K-9 layoffs looming?
In addition to impaired driving, law enforcement officials also expressed concern that K-9 programs could be badly disrupted by marijuana legalization. In states where the plant is legal, police dogs trained to detect marijuana have been forced into early retirement after courts ruled that their alert signal no longer constituted a valid indicator of illegal activity. If New York courts follow suit, police agencies across the county could be forced to retire their dogs or shift them to duty at the jail or in schools, where marijuana will remain off-limits.
While state lawmakers hash out details of a marijuana legalization bill that is expected to pass as part the state budget process this spring, the plant remains illegal. But many law enforcement officials concede that marijuana possession, even in significant amounts, has long been a low priority. Carnright notes his office rarely, if ever, seeks jail time for pot possessors, even those caught with more than 10 pounds — technically enough to merit conviction on a class C felony and 15 years in state prison.
Indeed, a 2017 analysis by Ulster Publishing found that over the previous decade just 14 people had been sentenced to time in the county jail for misdemeanor pot possession.
“I think we have the right balance here in Ulster County,” said Carnright, discussing his office’s approach to marijuana growers. “We fine them, we take their take their grow lights and we make them pay for the electricity they stole [to power the growing operation]. But we don’t lock them up.”
Brian Aitkin, president of the Kingston Police Benevolent Association, has been on the job in the department’s patrol division for seven years. Aitkin said simple possession was a very low priority in a busy urban department where officers were usually too busy responding to fight calls, domestic violence incidents and other routine matters to worry about residents smoking pot on their front steps. The most common remedy, he said, was for officers to tell the offenders to take it inside.

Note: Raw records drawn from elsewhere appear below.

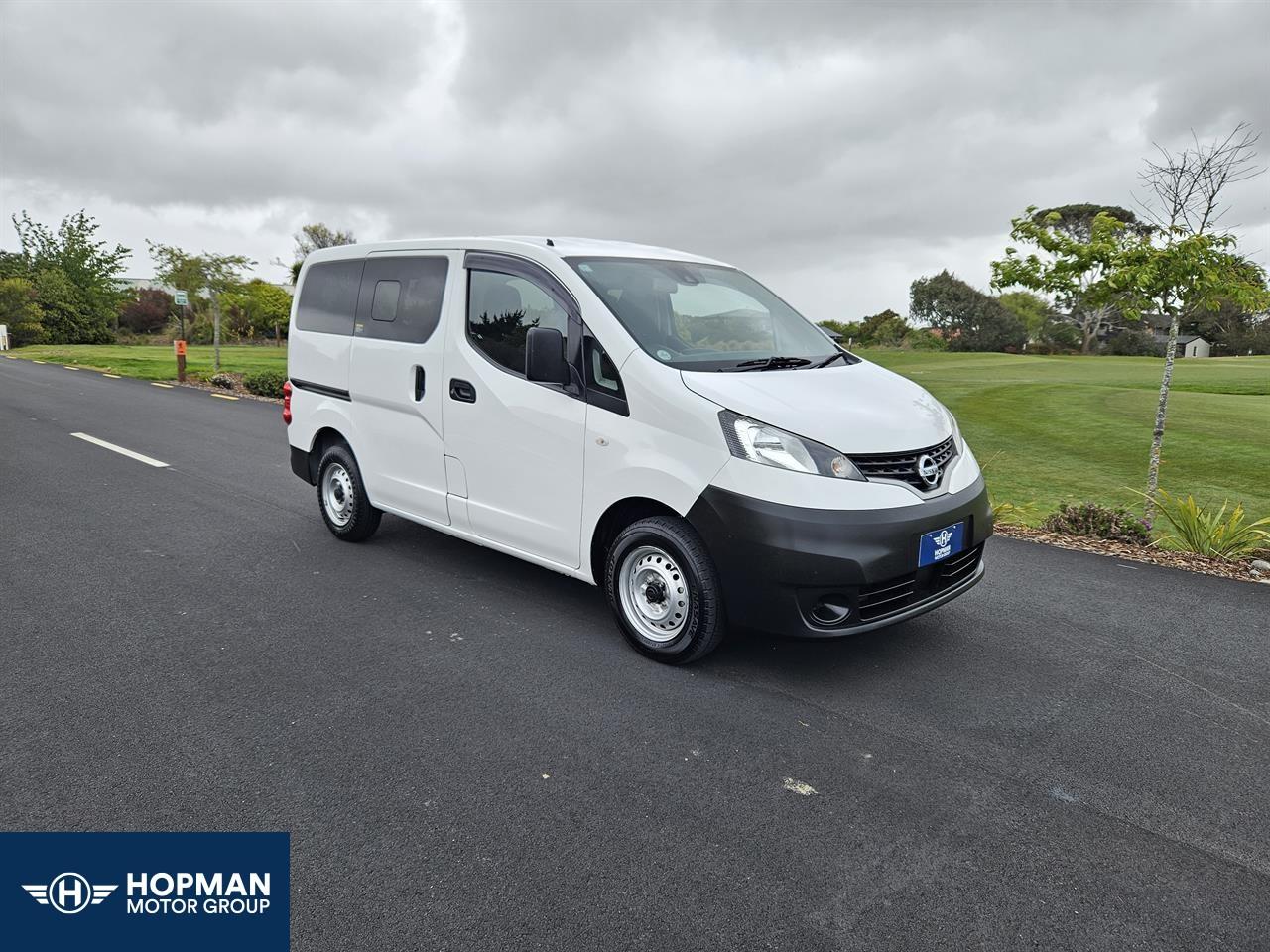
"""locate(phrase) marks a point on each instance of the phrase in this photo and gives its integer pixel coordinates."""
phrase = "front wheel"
(665, 590)
(341, 497)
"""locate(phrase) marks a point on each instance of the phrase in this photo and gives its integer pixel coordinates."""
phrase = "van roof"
(517, 244)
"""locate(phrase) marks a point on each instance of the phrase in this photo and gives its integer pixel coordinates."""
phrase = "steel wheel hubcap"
(653, 593)
(336, 494)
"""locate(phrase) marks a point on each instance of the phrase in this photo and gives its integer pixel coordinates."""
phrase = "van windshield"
(705, 316)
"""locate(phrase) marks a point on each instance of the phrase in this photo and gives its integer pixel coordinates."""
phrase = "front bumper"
(781, 565)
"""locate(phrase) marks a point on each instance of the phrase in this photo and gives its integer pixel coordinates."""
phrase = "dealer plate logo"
(70, 892)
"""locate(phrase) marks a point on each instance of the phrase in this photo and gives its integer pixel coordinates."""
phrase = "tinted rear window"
(402, 298)
(327, 298)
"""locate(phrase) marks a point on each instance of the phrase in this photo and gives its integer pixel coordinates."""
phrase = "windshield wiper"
(829, 359)
(770, 363)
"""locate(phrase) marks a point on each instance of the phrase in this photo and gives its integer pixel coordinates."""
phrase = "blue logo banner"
(146, 892)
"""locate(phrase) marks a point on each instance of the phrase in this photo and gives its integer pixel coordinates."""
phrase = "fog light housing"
(830, 610)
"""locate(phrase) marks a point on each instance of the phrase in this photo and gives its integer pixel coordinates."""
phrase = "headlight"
(760, 443)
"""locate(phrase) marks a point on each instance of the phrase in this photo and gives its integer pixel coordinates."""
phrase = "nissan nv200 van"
(647, 420)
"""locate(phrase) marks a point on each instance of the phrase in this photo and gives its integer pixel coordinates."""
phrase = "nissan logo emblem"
(929, 470)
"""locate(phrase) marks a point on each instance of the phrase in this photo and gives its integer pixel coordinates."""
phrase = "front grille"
(903, 466)
(885, 598)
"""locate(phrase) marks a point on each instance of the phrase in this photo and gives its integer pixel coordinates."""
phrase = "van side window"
(386, 295)
(402, 298)
(601, 372)
(327, 298)
(500, 311)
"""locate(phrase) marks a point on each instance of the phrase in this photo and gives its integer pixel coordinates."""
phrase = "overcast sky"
(835, 151)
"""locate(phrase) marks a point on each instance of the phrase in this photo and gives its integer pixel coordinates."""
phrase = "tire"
(656, 567)
(341, 497)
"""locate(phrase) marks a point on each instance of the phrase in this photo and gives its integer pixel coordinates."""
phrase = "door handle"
(462, 391)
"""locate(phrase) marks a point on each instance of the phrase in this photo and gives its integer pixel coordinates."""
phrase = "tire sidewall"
(686, 643)
(356, 529)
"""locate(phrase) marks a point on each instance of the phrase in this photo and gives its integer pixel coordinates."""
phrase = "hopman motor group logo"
(160, 893)
(70, 892)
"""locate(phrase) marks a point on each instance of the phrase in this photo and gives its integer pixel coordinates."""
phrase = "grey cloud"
(801, 139)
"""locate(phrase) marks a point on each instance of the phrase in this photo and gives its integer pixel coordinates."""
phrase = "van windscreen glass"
(703, 316)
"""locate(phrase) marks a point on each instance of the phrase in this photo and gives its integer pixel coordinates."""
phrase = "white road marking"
(121, 451)
(794, 785)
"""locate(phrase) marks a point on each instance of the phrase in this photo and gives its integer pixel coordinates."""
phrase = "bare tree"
(1185, 197)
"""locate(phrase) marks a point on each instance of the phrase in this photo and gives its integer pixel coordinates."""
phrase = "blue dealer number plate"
(939, 544)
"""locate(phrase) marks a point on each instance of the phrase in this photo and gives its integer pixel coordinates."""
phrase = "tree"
(1079, 248)
(148, 311)
(1192, 266)
(86, 311)
(884, 329)
(310, 238)
(204, 273)
(21, 311)
(255, 307)
(1032, 309)
(64, 315)
(965, 317)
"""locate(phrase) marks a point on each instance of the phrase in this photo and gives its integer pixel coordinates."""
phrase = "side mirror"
(544, 357)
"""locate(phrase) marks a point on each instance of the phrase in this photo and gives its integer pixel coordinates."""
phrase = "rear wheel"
(341, 497)
(665, 590)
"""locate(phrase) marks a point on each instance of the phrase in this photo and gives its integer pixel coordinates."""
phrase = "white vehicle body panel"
(531, 471)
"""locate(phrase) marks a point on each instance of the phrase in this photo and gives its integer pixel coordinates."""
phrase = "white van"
(648, 420)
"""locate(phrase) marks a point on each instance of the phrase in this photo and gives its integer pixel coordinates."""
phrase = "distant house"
(1189, 345)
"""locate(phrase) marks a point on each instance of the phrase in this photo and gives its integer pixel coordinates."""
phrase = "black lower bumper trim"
(302, 466)
(821, 572)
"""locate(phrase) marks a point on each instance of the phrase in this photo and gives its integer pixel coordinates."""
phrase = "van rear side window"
(402, 298)
(327, 298)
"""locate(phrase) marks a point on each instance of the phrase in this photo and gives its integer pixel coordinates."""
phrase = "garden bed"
(1241, 570)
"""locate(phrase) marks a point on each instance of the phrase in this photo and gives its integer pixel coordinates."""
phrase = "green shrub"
(264, 382)
(1210, 534)
(1100, 522)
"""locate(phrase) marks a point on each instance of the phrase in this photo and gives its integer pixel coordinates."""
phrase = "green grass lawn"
(1053, 429)
(155, 362)
(1046, 428)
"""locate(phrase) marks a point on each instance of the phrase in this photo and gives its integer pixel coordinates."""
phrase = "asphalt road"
(1075, 756)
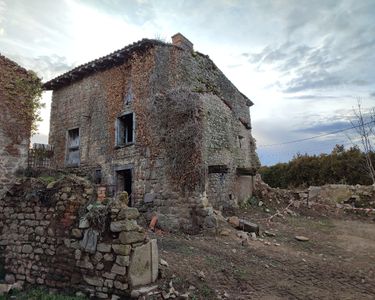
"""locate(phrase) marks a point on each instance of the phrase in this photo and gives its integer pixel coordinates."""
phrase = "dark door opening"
(124, 182)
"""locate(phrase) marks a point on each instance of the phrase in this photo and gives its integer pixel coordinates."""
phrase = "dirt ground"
(338, 261)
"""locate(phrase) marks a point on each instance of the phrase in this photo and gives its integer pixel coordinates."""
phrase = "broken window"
(125, 130)
(124, 182)
(73, 147)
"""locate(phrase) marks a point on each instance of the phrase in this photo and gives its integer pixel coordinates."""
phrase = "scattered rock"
(242, 235)
(201, 275)
(144, 264)
(143, 290)
(224, 232)
(163, 262)
(84, 223)
(268, 233)
(234, 221)
(249, 226)
(301, 238)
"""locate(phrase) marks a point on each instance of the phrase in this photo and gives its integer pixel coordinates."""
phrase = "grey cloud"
(323, 128)
(46, 67)
(312, 80)
(312, 97)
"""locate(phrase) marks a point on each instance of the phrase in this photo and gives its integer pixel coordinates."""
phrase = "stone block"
(94, 281)
(124, 225)
(27, 249)
(77, 233)
(102, 247)
(128, 213)
(117, 269)
(120, 286)
(131, 237)
(121, 249)
(122, 260)
(149, 198)
(144, 264)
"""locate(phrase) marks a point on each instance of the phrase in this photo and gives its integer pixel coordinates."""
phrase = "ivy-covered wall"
(20, 92)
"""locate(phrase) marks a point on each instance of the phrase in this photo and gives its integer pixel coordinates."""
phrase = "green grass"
(38, 294)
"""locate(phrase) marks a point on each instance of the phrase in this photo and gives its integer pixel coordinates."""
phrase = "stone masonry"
(15, 120)
(58, 236)
(162, 122)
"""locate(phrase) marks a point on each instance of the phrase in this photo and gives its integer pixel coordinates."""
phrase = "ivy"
(31, 89)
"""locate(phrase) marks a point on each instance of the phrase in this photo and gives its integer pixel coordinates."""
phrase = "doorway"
(124, 182)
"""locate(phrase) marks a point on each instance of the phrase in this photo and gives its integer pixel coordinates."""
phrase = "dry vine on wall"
(180, 119)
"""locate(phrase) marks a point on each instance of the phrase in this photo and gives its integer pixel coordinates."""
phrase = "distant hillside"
(340, 166)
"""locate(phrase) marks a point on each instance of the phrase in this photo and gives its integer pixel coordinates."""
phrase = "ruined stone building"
(16, 96)
(161, 122)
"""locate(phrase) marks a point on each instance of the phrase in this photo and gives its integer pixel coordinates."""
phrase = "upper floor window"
(73, 142)
(125, 130)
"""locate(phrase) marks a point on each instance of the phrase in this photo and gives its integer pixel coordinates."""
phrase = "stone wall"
(15, 120)
(165, 179)
(59, 237)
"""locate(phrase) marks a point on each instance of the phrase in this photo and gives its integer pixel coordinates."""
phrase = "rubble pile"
(60, 237)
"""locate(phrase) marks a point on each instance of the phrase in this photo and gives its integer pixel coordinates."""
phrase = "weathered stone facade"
(15, 120)
(52, 236)
(160, 121)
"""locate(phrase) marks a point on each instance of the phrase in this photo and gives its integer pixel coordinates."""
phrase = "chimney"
(179, 40)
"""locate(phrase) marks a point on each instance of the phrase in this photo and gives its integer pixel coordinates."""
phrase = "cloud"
(325, 128)
(46, 67)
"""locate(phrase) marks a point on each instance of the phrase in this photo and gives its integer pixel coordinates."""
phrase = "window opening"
(124, 182)
(125, 130)
(73, 147)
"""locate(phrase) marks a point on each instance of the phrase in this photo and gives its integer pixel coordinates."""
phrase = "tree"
(365, 129)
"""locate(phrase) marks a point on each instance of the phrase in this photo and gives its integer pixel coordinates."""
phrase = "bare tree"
(364, 126)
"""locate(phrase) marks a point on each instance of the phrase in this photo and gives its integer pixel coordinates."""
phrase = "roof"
(115, 58)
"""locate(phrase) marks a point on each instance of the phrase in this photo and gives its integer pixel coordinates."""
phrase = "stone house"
(161, 122)
(16, 96)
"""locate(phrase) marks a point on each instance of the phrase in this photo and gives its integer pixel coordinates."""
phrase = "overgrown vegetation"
(31, 88)
(38, 294)
(342, 165)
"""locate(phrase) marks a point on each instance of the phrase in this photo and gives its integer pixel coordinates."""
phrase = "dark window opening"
(73, 147)
(218, 169)
(98, 176)
(240, 137)
(125, 130)
(246, 171)
(124, 183)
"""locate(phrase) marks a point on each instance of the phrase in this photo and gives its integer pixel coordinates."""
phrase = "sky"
(304, 64)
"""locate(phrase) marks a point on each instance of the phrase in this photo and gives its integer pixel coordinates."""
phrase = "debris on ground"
(301, 238)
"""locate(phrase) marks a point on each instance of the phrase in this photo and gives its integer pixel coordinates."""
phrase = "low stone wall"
(59, 236)
(360, 196)
(333, 195)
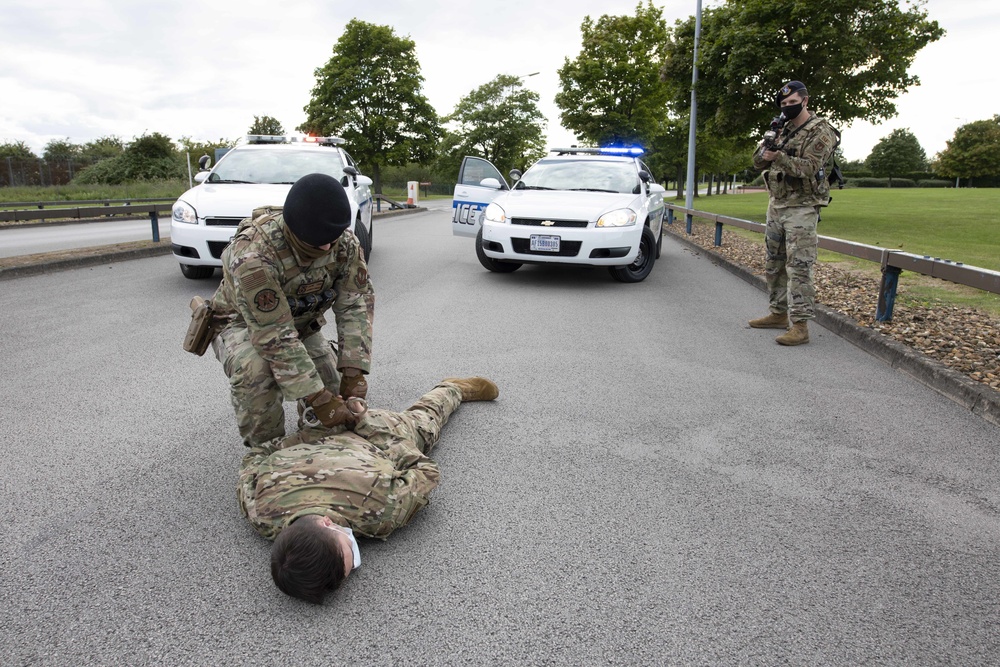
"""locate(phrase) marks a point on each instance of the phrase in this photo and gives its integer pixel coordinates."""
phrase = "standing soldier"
(284, 268)
(795, 173)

“Nobody wants to get into a fistfight over some weed,” said Aitkin. “Nobody wants to have to tase a guy and get investigated and get their name in the paper over that.”
Aitkin’s boss, KPD Chief Egidio Tinti, agreed that in these waning days of marijuana prohibition, officers are likely to take a hands-off approach to low-level possession. Recently, Tinti said, he fielded a phone call from a city resident irritated by the smell of pot smoke wafting from his neighbor’s yard. After talking it over with the complainant and determining that the neighbor was not dealing weed from his residence, Tinti offered to make a phone call to ask them to be more discreet.
“He said he didn’t really want us to do anything,” said Tinti. “We kind of laughed it off.”
In Saugerties, which routinely issues press releases on marijuana possession busts, Sinagra said that his department would continue to enforce the law as long as there was a law to enforce. Granting officers discretion when it comes to whether to make an arrest for weed, Sinagra said, would be unfair.
“How can I say, we’re going to arrest your son for this, but not this person’s daughter?” said Sinagra. “It’s still illegal and we will continue to enforce the law until such time as the state chooses to make it legal.”